If we can find the right tools for analysis, it’s still possible to get JavaScript code running as fast as just-in-time compilation is today (with no warm-up time!). .

How to get started now?

This new approach excited us and made us look forward to the next level. We are also excited to see how other dynamically typed languages can embrace WebAssembly in this way.

So, here are a few ways to get started, and if you have any questions, you can ask them in Zulip.

For other platforms that want to support JavaScript

To run JavaScript on your own platform, you need to embed a WebAssembly engine that supports WASI. We are using Wasmtime.

Then you need a JavaScript engine. In this step, we added full support for compiling SpiderMonkey into WASI to Mozilla’s build system. Mozilla will add SpiderMonkey’s WASI build to the CI setup used to build and test Firefox. This makes WASI an online quality target for SpiderMonkey, ensuring that WASI builds are always up and running. This means you can use SpiderMonkey as described in this article.

Finally, you need to ask the user to provide pre-initialized JavaScript code. To help you out, we’ve also opened source Wizer, which you can integrate into the build tool to produce application-specific WebAssembly modules that fit into the pre-initialized memory used by JavaScript engine modules.

For other languages that want to use this approach

If you are a speaker of Python, Ruby, Lua, etc., you can also build your own version for that language.

First, you need to compile the runtime into WebAssembly and use WASI as a system call, as we did with SpiderMonkey.
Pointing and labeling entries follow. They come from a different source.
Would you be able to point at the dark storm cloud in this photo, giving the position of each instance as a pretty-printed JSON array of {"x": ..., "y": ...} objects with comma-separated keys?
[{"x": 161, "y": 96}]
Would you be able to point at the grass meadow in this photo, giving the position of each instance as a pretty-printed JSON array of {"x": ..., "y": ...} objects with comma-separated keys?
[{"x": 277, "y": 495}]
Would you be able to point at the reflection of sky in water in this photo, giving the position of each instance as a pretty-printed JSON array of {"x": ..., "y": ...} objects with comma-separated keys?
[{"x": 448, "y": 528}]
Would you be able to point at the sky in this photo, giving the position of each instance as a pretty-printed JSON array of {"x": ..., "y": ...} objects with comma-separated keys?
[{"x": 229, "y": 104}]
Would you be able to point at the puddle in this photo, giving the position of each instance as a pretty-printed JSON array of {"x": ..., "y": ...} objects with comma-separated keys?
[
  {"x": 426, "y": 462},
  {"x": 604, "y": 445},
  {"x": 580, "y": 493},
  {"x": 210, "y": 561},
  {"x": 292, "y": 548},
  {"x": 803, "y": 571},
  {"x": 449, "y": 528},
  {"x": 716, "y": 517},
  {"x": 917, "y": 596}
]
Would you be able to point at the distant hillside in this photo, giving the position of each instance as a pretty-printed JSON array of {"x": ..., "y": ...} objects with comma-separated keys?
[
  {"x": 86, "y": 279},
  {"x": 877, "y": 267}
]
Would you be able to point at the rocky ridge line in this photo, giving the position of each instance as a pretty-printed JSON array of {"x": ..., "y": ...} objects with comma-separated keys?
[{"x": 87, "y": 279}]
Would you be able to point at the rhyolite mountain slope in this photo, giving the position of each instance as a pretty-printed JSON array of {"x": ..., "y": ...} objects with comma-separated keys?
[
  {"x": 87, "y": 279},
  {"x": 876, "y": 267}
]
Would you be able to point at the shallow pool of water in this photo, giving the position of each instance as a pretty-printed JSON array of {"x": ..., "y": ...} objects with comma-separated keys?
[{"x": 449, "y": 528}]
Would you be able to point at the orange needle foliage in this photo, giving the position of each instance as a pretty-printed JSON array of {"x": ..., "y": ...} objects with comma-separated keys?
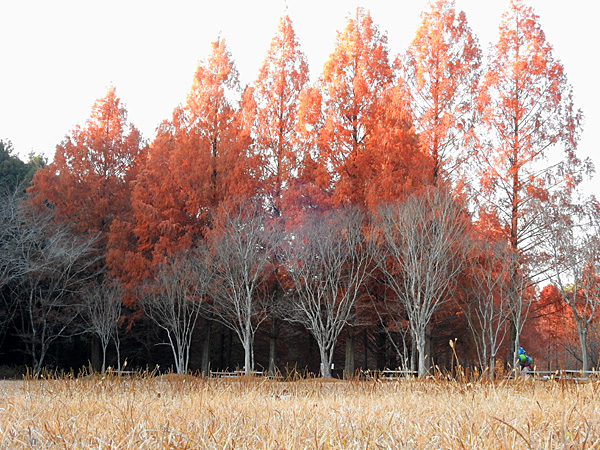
[
  {"x": 527, "y": 109},
  {"x": 197, "y": 162},
  {"x": 441, "y": 71},
  {"x": 90, "y": 180},
  {"x": 366, "y": 138},
  {"x": 277, "y": 90}
]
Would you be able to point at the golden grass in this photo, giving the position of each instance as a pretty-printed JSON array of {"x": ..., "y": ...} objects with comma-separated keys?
[{"x": 194, "y": 413}]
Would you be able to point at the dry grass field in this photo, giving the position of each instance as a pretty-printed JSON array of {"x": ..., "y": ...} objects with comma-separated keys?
[{"x": 191, "y": 413}]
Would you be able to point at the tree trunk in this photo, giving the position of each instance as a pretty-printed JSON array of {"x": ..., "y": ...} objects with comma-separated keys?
[
  {"x": 582, "y": 329},
  {"x": 325, "y": 362},
  {"x": 421, "y": 344},
  {"x": 273, "y": 347},
  {"x": 95, "y": 353},
  {"x": 205, "y": 359},
  {"x": 349, "y": 362}
]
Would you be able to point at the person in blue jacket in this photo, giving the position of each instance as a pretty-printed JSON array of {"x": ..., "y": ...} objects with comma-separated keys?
[{"x": 525, "y": 361}]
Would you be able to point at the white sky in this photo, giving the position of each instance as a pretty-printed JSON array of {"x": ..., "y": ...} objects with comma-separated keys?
[{"x": 57, "y": 57}]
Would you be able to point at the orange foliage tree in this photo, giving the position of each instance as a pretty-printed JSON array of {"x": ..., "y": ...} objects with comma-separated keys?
[
  {"x": 354, "y": 78},
  {"x": 527, "y": 112},
  {"x": 440, "y": 71},
  {"x": 276, "y": 93},
  {"x": 89, "y": 182},
  {"x": 197, "y": 161}
]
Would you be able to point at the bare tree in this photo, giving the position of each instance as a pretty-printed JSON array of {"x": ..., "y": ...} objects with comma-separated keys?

You can then, as described above, integrate Wizer into the build tool and generate an in-memory snapshot that can be used to speed up startup.

If you find any mistakes in your translation or other areas that need to be improved, you are welcome to the Nuggets Translation Program to revise and PR your translation, and you can also get the corresponding reward points. The permanent link to this article at the beginning of this article is the MarkDown link to this article on GitHub.


The Nuggets Translation Project is a community that translates quality Internet technical articles from English sharing articles on nuggets. The content covers Android, iOS, front-end, back-end, blockchain, products, design, artificial intelligence and other fields. If you want to see more high-quality translation, please continue to pay attention to the Translation plan of Digging Gold, the official Weibo, Zhihu column.